Electrostatic effects are ubiquitous in protein interactions and are found to be pervasive in the complement system as well. The interaction between complement fragment C3d and complement receptor 2 (CR2) has evolved to become a link between innate and adaptive immunity. Electrostatic interactions have been suggested to be the driving factor for the association of the C3d:CR2 complex. In this study, we investigate the effects of ionic strength and mutagenesis on the association of C3d:CR2 through Brownian dynamics simulations. We demonstrate that the formation of the C3d:CR2 complex is ionic strength-dependent, suggesting the presence of long-range electrostatic steering that accelerates the complex formation. Electrostatic steering occurs through the interaction of an acidic surface patch in C3d and the positively charged CR2 and is supported by the effects of mutations within the acidic patch of C3d that slow or diminish association. Our data are in agreement with previous experimental mutagenesis and binding studies and computational studies. Although the C3d acidic patch may be locally destabilizing because of unfavorable Coulombic interactions of like charges, it contributes to the acceleration of association. Therefore, acceleration of function through electrostatic steering takes precedence to stability. The site of interaction between C3d and CR2 has been the target for delivery of CR2-bound nanoparticle, antibody, and small molecule biomarkers, as well as potential therapeutics. A detailed knowledge of the physicochemical basis of C3d:CR2 association may be necessary to accelerate biomarker and drug discovery efforts.

A theoretical view of the C3d:CR2 binding controversy.

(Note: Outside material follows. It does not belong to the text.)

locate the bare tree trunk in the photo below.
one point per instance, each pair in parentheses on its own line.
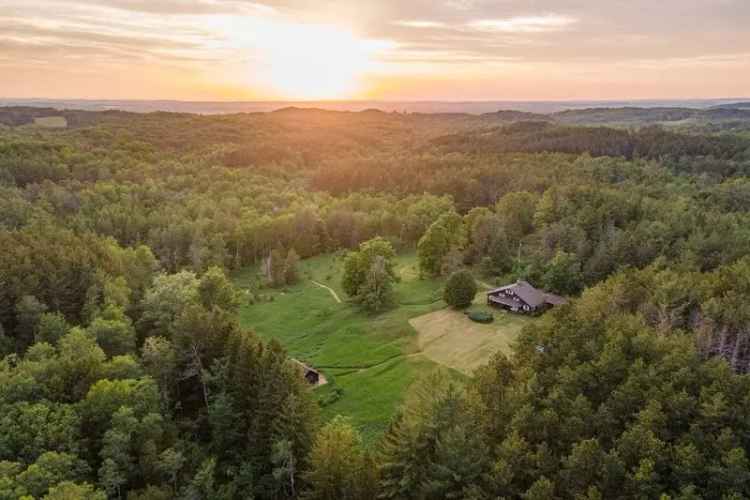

The C3d:CR2(SCR1-2) interaction plays an important role in bridging innate and adaptive immunity, leading to enhanced antibody production at sites of complement activation. Over the past decade, there has been much debate over the binding mode of this interaction. An initial cocrystal structure (PDB: 1GHQ) was published in 2001, in which the only interactions observed were between the SCR2 domain of CR2 and a side-face of C3d whereas a cocrystal structure (PDB: 3OED) published in 2011 showed both the SCR1 and SCR2 domains of CR2 interacting with an acidic patch on the concave surface of C3d. The initial 1GHQ structure is at odds with the majority of existing biochemical data and the publication of the 3OED structure renewed uncertainty regarding the physiological relevance of 1GHQ, suggesting that crystallization may have been influenced by the presence of zinc acetate in the crystallization process. In our study, we used a variety of computational approaches to gain insight into the binding mode between C3d and CR2 and demonstrate that the binding site at the acidic patch (3OED) is electrostatically more favorable, exhibits better structural and dissociative stability, specifically at the SCR1 domain, and has higher binding affinity than the 1GHQ binding mode. We also observe that nonphysiological zinc ions enhance the formation of the C3d:CR2 complex at the side face of C3d (1GHQ) through increases in electrostatic favorability, intermolecular interactions, dissociative character and overall energetic favorability. These results provide a theoretical basis for the association of C3d:CR2 at the acidic cavity of C3d and provide an explanation for binding of CR2 at the side face of C3d in the presence of nonphysiological zinc ions.